Baltimore Ravens: Who Is The Team MVP?

By jeffreykryglik
Andrew Weber – USA TODAY Sports

Earlier in the 2013 NFL season, I wrote about why Baltimore Ravens kicker Justin Tucker should be the team’s MVP. You can’t convince me otherwise as he has been the most consistent performer on this roster week in and week out. Sure, he doesn’t play as much and is only used in certain situations, but the second-year kicker is virtually automatic in those situations.

To be fair, I must give an argument as to why each of the nominees for team MVP can win the award as all of them are deserving candidates. They are discussed in the order I would vote:

Simply put, when the Ravens need Tucker to make a kick, he basically says “I’ve got this.” The undeniable confidence he has in just his second season as the starting kicker is admirable and quite frankly amazing. Kickers usually don’t get drafted, but Baltimore certainly out-kicked their coverage (pun intended) with the guy who beat out Billy Cundiff for the starting kicker job last summer.

It doesn’t matter where he has to kick from as Tucker is 6-for-7 from 50 and beyond, and is 35-37 overall, making 33 consecutive field goals. With an offense that struggles to find the end zone once they cross into opposing territory, especially the red zone, having a virtually guaranteed three points is something that can help head coach John Harbaugh sleep a little easier.

Daryl Smith is the team’s leading tackler and most consistent defensive player week in and week out. Getting the 10-year veteran from the Jacksonville Jaguars looks like a steal at this point as no one is comparing the physical impact he’s had on the field to that of Ray Lewis last season.

The 31-year-old leads the team in tackles with 107,  is second on the club with 18 passes defended, tied for the team lead in interceptions with three and is third on the team with four and a half sacks. You can’t ask for a much more complete player.

The only reason as to why I rank him second is because he has looked pedestrian at times (see Weeks 1 and 12 game logs) but other than that, he will likely garner a lot of votes as his role on the team is much more expansive than Tucker’s.

While Joe Flacco hasn’t had the season many hoped a $120 million man would have, he is the one that has to get Tucker into position to kick those field goals. The running game has been nonexistent. The offensive line play has been offensive to say the least. And through all that, Joe is still winning football games.

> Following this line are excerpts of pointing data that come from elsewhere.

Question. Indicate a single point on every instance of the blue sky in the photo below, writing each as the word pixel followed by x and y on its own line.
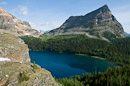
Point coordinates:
pixel 50 14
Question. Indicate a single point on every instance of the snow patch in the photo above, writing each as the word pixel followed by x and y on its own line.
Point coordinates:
pixel 4 59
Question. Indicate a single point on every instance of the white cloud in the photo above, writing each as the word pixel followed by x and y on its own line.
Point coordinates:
pixel 3 3
pixel 21 9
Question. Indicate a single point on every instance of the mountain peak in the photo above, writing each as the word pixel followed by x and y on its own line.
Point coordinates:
pixel 105 8
pixel 10 24
pixel 2 11
pixel 96 24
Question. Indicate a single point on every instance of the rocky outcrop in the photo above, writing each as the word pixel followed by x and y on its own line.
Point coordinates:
pixel 15 66
pixel 13 49
pixel 96 24
pixel 10 24
pixel 39 77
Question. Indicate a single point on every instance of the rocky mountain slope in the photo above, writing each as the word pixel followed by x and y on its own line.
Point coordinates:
pixel 96 24
pixel 10 24
pixel 13 48
pixel 15 66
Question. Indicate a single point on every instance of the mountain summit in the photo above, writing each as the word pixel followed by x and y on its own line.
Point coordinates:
pixel 96 24
pixel 10 24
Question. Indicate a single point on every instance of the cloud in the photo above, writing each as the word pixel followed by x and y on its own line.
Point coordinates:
pixel 3 3
pixel 21 9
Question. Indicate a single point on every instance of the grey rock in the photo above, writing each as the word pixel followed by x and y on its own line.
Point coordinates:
pixel 94 23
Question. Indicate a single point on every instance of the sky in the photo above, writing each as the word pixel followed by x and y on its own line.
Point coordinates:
pixel 50 14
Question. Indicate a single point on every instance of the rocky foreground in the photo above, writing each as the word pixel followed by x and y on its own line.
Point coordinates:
pixel 10 24
pixel 17 74
pixel 15 66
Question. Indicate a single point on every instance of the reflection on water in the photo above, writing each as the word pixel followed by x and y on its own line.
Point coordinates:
pixel 66 65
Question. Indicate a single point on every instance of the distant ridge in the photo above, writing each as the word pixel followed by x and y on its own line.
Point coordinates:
pixel 96 24
pixel 10 24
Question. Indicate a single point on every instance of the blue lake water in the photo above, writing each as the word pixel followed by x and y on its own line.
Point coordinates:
pixel 66 65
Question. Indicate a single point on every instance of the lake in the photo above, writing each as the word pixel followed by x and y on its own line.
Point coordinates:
pixel 66 65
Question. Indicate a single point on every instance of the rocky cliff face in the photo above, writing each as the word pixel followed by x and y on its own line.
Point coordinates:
pixel 13 49
pixel 15 66
pixel 96 24
pixel 12 25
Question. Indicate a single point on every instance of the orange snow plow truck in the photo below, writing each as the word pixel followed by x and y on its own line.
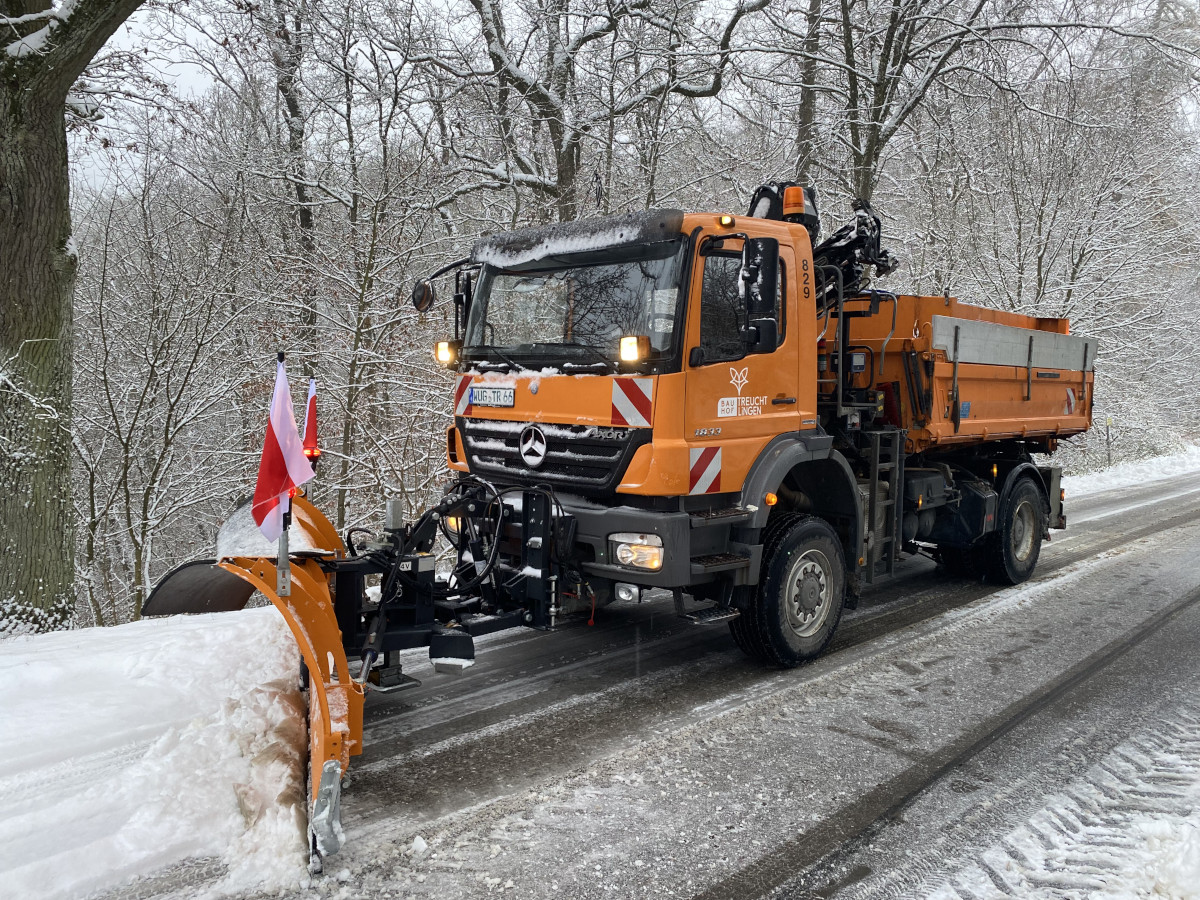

The game against the Minnesota Vikings is the best example of what he truly provides to this team: a calm, collected leader who never gives up no matter the situation. When your quarterback never mails it in no matter the score, that’s when you have a competitive organization year in and year out.

Quite possibly the unsung hero for the entire team, no one has stepped up their game more than Jimmy Smith, the former 2011 first-round pick. He has taken on the likes of Calvin Johnson, Josh Gordon, Antonio Brown, Alshon Jeffery and Brandon Marshall, and passed all of the tests with flying colors.

You know you’re doing your job as a corner when your statistics aren’t as prevalent in the passes defended or interception column because teams are simply avoiding that side of the field.

With tight end Dennis Pitta out for most of the 2013 season, the No. 1 target became Torrey Smith, and he more than stepped up to the challenge. Smith has had some bad games where he was invisible at times, but it can’t be denied that he’s had a single-season career-high in both catches (59) and yards (1,042) this season. Smith is still the most consistent deep ball threat this offense has, and he has created new opportunities for speedster Jacoby Jones on the outside.